Such is the life of this 54-year-old entrepreneur who has wanderlust coursing through his veins.
In Olympia, Shepherd is the owner of Compass Rose, the colorful eco-friendly store on Capital Way that is a magnet for curious shoppers who like to get lost in their mind while browsing.
A fixture downtown since 1999, the store with the bamboo ceiling and cork floor sells brightly colored kitchenware, artisan jewelry, books, calendars, purses, children’s toys and a whole bunch of other eclectic items.
Among the toys for tots are little blow-up plastic ponies made in Italy, each called Rody.
The yellow Rody is missing from an upper shelf these days, but not because the Compass Rose’s friendly staff sold it. No, Shepherd carted it off to Africa with him this month, then carried it to the top of Mount Kilimanjaro. At 19,341 feet, it’s the highest point on the African continent and the world’s tallest free-standing volcano. By comparison, Mount Rainier is 14,411 feet.
Chatting over coffee last week, Shepherd showed me a picture of himself, an inflated Rody and an African guide, all bundled up for their few minutes at the mountain’s Uhuru Peak. Knowing that oxygen is in short supply at that altitude, I asked him how he blew up the toy.
“I had a pump with me,” Shepherd said.
There are several routes to the top of Mount Kilimanjaro. Shepherd hiked up the Marangu route, which includes dormitory-type accommodations along the six-day trip, giving climbers time to acclimate to the altitude and, with any luck, avoid altitude sickness.
Initially, the journey to Africa was going to be a personal trip, a chance to catch up with an old friend in Uganda. But before he left Olympia, he turned it into a fundraising trip, too.
Shepherd persuaded several Olympia businesses to donate $100 to an orphanage in Jinja, Uganda, for every 1,000 feet he climbed above the height of Mount Rainier. The sponsors of the climb included his own store, Thurston First Bank, the Rants Group, Fifth Avenue Fitness, Archibald Sisters and Alpine Experience.
Shepherd hedged his bet for success, knowing nearly 5,000 feet separates the summits of the two iconic mountains, and knowing that only about 40 percent of the 15,000 people who attempt each year to reach Kilimanjaro’s summit make it.
“I don’t like asking for money, but there’s a lot of need there,” Shepherd said of the situation in Uganda. “There’s a lot of families that have been torn up by civil war and many children left parentless by AIDS.”
Shepherd, who has traveled to some 25 countries, said the Mount Kilimanjaro climb is the highlight of his travel experiences.
Once off the mountain, he gave Rody to a young African girl he met on a backcountry dirt road.

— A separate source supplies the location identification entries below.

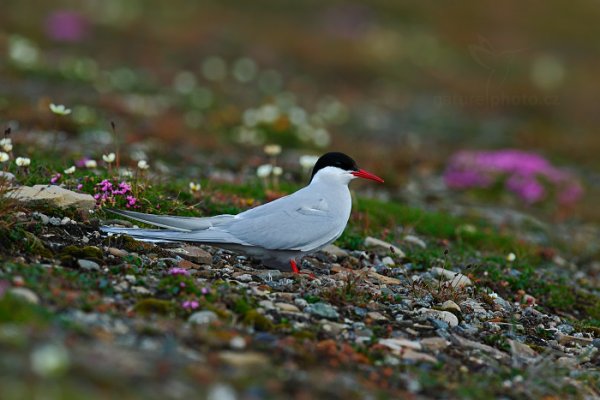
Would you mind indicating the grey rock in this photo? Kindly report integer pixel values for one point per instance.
(445, 316)
(193, 254)
(203, 318)
(25, 294)
(88, 265)
(270, 275)
(60, 196)
(382, 247)
(456, 279)
(323, 310)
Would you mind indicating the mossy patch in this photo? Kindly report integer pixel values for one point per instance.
(154, 306)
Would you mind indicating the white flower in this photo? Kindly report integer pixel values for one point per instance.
(195, 187)
(59, 109)
(272, 149)
(308, 161)
(277, 171)
(264, 170)
(6, 144)
(108, 158)
(23, 161)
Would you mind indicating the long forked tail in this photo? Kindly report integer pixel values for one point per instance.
(184, 224)
(180, 229)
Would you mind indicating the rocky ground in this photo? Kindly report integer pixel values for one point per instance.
(83, 315)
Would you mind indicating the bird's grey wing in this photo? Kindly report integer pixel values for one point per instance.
(184, 224)
(288, 225)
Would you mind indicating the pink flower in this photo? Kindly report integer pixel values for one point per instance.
(190, 304)
(55, 178)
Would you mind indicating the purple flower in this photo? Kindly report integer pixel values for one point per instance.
(55, 178)
(66, 26)
(190, 304)
(524, 174)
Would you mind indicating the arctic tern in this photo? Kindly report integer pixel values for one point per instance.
(277, 233)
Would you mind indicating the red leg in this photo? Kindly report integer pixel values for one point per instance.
(294, 266)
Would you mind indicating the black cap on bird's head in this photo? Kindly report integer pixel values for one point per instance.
(344, 162)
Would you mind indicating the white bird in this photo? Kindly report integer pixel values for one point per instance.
(277, 233)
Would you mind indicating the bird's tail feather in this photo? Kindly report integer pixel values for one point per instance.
(183, 224)
(166, 235)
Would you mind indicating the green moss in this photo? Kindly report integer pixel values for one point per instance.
(154, 306)
(16, 310)
(86, 252)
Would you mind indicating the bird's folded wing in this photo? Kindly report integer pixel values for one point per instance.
(184, 224)
(300, 229)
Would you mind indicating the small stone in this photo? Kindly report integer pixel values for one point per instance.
(245, 278)
(566, 339)
(140, 290)
(388, 261)
(451, 306)
(521, 349)
(270, 275)
(44, 219)
(384, 279)
(117, 252)
(417, 356)
(60, 196)
(25, 294)
(456, 279)
(334, 251)
(415, 240)
(434, 343)
(243, 360)
(193, 254)
(88, 265)
(323, 310)
(376, 316)
(204, 317)
(382, 247)
(286, 307)
(444, 316)
(398, 344)
(55, 221)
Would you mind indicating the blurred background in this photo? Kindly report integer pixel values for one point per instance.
(401, 86)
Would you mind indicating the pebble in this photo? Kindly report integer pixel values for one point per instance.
(25, 294)
(457, 280)
(444, 316)
(245, 278)
(380, 246)
(434, 343)
(193, 254)
(88, 265)
(451, 306)
(204, 317)
(415, 240)
(286, 307)
(117, 252)
(323, 310)
(140, 290)
(334, 251)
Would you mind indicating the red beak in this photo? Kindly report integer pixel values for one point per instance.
(361, 173)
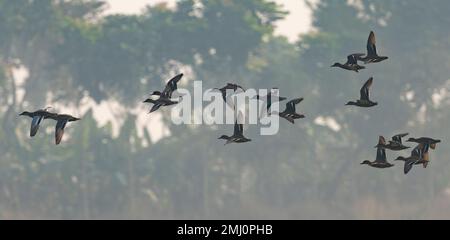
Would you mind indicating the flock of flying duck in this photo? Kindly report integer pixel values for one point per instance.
(419, 155)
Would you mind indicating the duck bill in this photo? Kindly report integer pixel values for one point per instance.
(58, 136)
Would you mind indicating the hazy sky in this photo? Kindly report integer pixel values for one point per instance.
(298, 21)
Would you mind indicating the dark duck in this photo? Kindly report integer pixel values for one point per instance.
(238, 134)
(289, 113)
(61, 122)
(351, 64)
(425, 140)
(372, 56)
(364, 100)
(419, 155)
(36, 119)
(396, 143)
(380, 161)
(270, 99)
(165, 97)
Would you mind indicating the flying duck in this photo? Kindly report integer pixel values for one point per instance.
(425, 140)
(419, 155)
(372, 56)
(289, 113)
(171, 86)
(238, 134)
(61, 122)
(351, 64)
(396, 143)
(364, 100)
(231, 86)
(37, 117)
(380, 161)
(270, 99)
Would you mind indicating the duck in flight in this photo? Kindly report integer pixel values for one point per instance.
(419, 155)
(166, 95)
(238, 134)
(61, 122)
(425, 140)
(289, 113)
(161, 101)
(380, 161)
(372, 56)
(36, 118)
(364, 100)
(270, 99)
(351, 64)
(171, 86)
(396, 143)
(230, 86)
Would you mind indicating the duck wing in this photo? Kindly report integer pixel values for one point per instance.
(237, 128)
(418, 151)
(155, 107)
(290, 106)
(398, 137)
(171, 86)
(381, 155)
(364, 92)
(59, 130)
(371, 45)
(381, 140)
(35, 121)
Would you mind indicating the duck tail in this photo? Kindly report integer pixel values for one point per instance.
(408, 165)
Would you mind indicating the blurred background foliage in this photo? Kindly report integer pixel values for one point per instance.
(72, 52)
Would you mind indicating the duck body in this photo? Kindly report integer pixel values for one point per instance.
(362, 103)
(372, 55)
(425, 140)
(419, 155)
(36, 119)
(229, 86)
(364, 100)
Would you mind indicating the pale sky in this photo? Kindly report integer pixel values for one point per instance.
(298, 21)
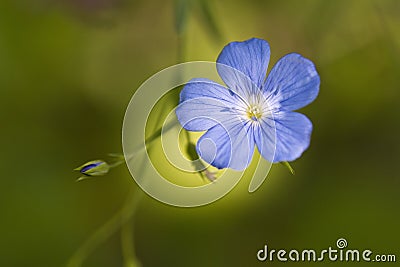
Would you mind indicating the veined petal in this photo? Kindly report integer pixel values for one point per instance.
(293, 133)
(292, 83)
(227, 145)
(204, 104)
(265, 138)
(242, 63)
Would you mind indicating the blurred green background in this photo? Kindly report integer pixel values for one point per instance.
(68, 69)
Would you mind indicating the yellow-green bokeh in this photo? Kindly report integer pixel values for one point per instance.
(69, 68)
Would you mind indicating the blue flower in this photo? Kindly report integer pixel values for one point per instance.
(252, 110)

“As you can imagine, Rody was a hit on the Kilimanjaro climb,” he said. “Everyone – climbers, guides, park employees – would laugh and want to know what the heck this bright-yellow blow-up toy was doing on Mount Kilimanjaro.”
I’m not sure there’s a real good answer other than Shepherd wanted to do something quirky, which is completely within character for a guy whose business card reads, Paul Shepherd “Always Gone.”

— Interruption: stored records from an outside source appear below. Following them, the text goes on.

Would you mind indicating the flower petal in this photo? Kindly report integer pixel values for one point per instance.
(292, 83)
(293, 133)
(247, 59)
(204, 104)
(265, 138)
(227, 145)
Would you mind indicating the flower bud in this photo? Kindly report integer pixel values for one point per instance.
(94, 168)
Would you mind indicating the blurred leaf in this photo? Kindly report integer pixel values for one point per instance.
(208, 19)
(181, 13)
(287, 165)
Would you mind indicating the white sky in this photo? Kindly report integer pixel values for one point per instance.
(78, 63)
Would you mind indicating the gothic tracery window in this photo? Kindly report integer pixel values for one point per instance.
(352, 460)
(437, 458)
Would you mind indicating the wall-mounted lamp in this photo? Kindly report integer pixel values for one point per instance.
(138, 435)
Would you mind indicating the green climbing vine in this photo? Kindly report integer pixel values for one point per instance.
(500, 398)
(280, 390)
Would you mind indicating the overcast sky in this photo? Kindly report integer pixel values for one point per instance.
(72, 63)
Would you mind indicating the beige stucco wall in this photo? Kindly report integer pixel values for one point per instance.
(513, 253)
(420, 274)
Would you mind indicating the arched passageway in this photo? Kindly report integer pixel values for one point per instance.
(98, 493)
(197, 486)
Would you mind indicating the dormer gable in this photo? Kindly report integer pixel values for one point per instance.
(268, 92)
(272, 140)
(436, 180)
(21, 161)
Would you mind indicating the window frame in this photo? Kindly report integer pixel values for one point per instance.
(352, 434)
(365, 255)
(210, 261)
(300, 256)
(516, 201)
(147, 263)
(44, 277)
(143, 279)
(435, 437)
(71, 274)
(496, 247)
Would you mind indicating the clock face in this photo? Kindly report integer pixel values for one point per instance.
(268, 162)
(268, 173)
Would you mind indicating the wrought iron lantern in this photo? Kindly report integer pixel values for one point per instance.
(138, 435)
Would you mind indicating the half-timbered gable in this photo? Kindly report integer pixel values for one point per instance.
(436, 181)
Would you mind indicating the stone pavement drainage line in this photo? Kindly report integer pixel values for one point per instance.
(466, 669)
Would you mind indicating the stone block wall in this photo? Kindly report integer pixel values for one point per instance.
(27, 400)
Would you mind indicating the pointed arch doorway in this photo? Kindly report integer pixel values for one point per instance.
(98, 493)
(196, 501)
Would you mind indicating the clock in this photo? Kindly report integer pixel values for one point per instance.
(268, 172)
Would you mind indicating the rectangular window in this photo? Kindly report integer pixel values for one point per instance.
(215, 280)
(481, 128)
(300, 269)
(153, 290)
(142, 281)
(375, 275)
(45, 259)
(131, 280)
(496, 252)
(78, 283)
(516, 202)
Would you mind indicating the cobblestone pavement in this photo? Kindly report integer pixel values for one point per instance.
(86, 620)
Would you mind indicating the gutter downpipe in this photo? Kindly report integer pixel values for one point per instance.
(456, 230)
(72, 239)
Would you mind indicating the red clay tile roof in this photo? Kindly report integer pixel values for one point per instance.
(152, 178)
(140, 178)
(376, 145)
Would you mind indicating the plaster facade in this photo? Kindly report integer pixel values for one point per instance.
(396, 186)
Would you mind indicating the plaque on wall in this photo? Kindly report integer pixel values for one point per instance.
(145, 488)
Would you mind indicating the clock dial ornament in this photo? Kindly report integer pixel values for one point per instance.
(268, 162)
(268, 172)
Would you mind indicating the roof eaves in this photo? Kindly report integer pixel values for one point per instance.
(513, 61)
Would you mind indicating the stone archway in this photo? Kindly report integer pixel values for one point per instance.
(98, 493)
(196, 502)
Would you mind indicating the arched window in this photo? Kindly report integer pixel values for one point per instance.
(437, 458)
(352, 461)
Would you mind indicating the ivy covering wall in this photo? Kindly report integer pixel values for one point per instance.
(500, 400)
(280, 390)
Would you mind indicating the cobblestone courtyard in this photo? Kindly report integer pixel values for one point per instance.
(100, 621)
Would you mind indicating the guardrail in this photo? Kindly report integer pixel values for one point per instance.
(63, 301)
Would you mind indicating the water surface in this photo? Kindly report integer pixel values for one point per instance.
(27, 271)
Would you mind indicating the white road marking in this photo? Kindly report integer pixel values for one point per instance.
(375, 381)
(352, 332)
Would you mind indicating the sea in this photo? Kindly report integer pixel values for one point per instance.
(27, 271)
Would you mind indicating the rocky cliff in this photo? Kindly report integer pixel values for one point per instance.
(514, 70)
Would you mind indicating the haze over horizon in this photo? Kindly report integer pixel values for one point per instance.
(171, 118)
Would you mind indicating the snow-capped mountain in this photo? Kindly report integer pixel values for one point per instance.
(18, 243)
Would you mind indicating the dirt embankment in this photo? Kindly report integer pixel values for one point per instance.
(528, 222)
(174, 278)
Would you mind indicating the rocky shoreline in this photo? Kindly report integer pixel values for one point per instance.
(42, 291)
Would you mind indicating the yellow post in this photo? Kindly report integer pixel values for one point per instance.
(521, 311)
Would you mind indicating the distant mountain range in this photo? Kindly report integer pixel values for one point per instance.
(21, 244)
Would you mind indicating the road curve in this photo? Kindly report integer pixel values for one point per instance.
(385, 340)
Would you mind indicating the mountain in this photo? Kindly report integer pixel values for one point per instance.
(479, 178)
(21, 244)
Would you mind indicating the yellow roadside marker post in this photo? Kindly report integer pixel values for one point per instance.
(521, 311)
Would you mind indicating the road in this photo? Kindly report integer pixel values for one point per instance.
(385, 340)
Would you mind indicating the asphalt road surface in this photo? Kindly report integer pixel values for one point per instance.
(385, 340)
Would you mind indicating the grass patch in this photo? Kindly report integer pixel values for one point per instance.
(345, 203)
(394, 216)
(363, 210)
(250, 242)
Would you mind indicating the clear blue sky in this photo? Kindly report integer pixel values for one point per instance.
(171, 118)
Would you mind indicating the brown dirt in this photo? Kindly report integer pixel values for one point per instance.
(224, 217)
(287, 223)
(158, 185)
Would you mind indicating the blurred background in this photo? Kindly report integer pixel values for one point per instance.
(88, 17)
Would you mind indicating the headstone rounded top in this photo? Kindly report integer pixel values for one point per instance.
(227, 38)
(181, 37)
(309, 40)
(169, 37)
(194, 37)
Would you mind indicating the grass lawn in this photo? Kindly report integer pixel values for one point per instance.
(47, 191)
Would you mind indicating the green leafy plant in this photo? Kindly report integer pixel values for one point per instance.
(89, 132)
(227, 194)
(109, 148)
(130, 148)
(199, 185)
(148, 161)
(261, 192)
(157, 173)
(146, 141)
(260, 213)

The Olympia Film Society will present three short documentaries with a salmon-recovery and habitat-restoration bent at 6:30 p.m. Saturday at the Capitol Theater in downtown Olympia.
The films are a labor of love by Marrowstone Island resident Shelly Solomon, who combines her background as a biologist and landscape architect with a passion for environmental filmmaking.
The short films are:
“River as Spirit – Rebirth of the Elwha River.” The film, shot in slow motion from a helicopter traveling from the river’s source high in the Olympic Mountains to its mouth at the Strait of Juan de Fuca, captures the river just a week before the historic removal of the Elwha River dams began. The film is set to Native American music and poetry and narrated in the native Klallam language with English subtitles.
“Buried in Sawdust for 50 Years,” which tells the story of restoration of the Salmon Creek estuary in Discovery Bay, an estuary used for years by a small milling operation to dump wood waste 60 feet high.
“Illahee – Saving Puget Sound One Watershed at a Time,” which chronicles a small Kitsap County community’s work to restore a forest, a salmon stream and part of Puget Sound.
A short discussion is scheduled after the showing of each film.